“It was just so easy to do — you put this stuff in the patient’s arm, and you made thousands of dollars,” said Charles Bennett, endowed chair at the Medication Safety and Efficacy Center of Economic Excellence at the University of South Carolina and one of the critics of the use of the drug in cancer patients. “An oncologist could make anywhere from $100,000 to $300,000 a year from this alone. And all the while they were told that it was good for the patient.”
Take, for example, the doses of Aranesp that Jim Lenox was given several times during his cancer treatment, though not the injection he received at the hospital, which was Procrit.
The insurance company reimbursed the clinic about $900 for each, according to his patient records. The clinic would have paid about $600 for a dose of that size, at average prices from that time, meaning a profit of roughly $300 per administration.
“Jim trusted the doctors,” Sherry Lenox said.
The incentives drove remarkably high profits at Amgen — enough to elevate the small California firm into a Fortune 500 company. Its profit margin reached over 30 percent of sales, far higher than the industry average. As much as a third of that was coming from reimbursements funded by U.S. taxpayers.
Daniel Coyne, a professor of medicine at Washington University who had been a paid speaker for Amgen, promoting the drug, called the case “a paradigm for the pharmaceutical industry.”
Coyne said he became a critic after the drug’s danger surfaced and the company continued to promote higher doses.
“Amgen can say they are very contrite,” Coyne said. “They can say, ‘Isn’t it a shame that we didn’t know.’ But this isn’t a shame for Amgen. They won. They made billions.”
Amgen declined requests for interviews but responded to questions via e-mail. In a statement, the company said that as the understanding of the drugs has evolved, the company “quickly and responsibly communicated these new findings” and updated the product labeling 15 times since its approval.
“Any assertion that Amgen misled the public about the risks and benefits . . . is a gross misstatement of the facts,” the company said. “On the contrary, Amgen’s primary concern is for patients.”
As for the high reimbursement rates for the drugs, the company said it “has consistently advocated for appropriate access to vital therapies, and we routinely engage with policy-makers to share our views on key issues.”
Johnson & Johnson similarly declined interview requests but said in a statement, “As our understanding of the risk-benefit profile of [the drugs] has evolved over time, we have worked closely with the FDA to ensure new and relevant information is included in labeling.”
Emerging in the late ’80s, the new anemia drugs were among the earliest blockbusters from the nascent biotech industry.
Anemia arises when the body produces too few red blood cells, which carry oxygen from the lungs to the rest of the body.
The drugs consisted of man-made versions of a natural hormone called erythropoietin, which stimulates the body to produce red blood cells.
The discovery, which grew out of research funded in part by the National Institutes of Health, gave doctors an entirely new “natural” way of treating anemia. The previous method consisted of giving patients transfusions of red blood cells, a cumbersome process that can take as long as four hours.
To get the new man-made hormone approved, Amgen submitted the results of a key clinical trial of patients on dialysis. Because they, and other patients with kidney disease, frequently suffer from anemia, they would become the core market for the drugs.
That trial established that, indeed, the drug stimulated the production of red blood cells.

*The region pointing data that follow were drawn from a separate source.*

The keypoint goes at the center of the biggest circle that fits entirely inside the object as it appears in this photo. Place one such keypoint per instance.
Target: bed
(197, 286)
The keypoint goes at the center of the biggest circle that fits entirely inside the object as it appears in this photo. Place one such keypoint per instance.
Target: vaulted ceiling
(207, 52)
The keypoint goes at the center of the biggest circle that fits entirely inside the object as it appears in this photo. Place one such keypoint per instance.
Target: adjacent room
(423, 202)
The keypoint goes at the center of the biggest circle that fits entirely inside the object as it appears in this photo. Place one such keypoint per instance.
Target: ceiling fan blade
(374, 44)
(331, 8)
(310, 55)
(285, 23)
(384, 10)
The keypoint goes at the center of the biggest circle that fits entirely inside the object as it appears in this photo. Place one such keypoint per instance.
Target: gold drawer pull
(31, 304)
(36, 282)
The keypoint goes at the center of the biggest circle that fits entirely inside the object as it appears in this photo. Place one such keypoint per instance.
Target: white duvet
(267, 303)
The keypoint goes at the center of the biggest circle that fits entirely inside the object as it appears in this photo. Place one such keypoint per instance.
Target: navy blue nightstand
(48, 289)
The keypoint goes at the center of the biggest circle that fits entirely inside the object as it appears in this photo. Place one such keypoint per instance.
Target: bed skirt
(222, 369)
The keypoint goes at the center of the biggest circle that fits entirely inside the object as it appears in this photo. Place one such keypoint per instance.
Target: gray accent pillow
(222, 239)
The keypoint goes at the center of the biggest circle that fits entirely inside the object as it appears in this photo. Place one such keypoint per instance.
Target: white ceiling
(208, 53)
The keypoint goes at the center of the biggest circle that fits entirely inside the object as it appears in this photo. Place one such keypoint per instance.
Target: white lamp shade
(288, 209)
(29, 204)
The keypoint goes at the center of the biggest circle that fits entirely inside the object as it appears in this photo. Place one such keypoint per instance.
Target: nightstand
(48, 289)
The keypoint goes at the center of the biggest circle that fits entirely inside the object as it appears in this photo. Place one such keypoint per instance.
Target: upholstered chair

Patients given the drug showed fewer signs of anemia — their hematocrit, or percentage of red blood cells as a percentage of blood, rose significantly.
The researchers also examined the evidence in the trials for signs of harmful side effects.
“The risks associated with [the] therapy are minimal,” Amgen wrote to the FDA.
The first two drugs of the trio, Epogen and Procrit, were approved by the agency in June 1989 for patients with kidney disease. Amgen made both; Procrit was licensed by Johnson & Johnson. Amgen’s Aranesp would be approved in 2001.
For a narrow portion of those patients — dialysis patients with anemia so severe they needed occasional blood transfusions — the drugs, if used in limited amounts, did offer a critical benefit, one that doctors say amounted to a revolution in treatment. Patients with severe anemia said it could restore their vitality. The new drugs allowed them to avoid the risks of transfusions, which can carry diseases and raise future complications for transplant patients.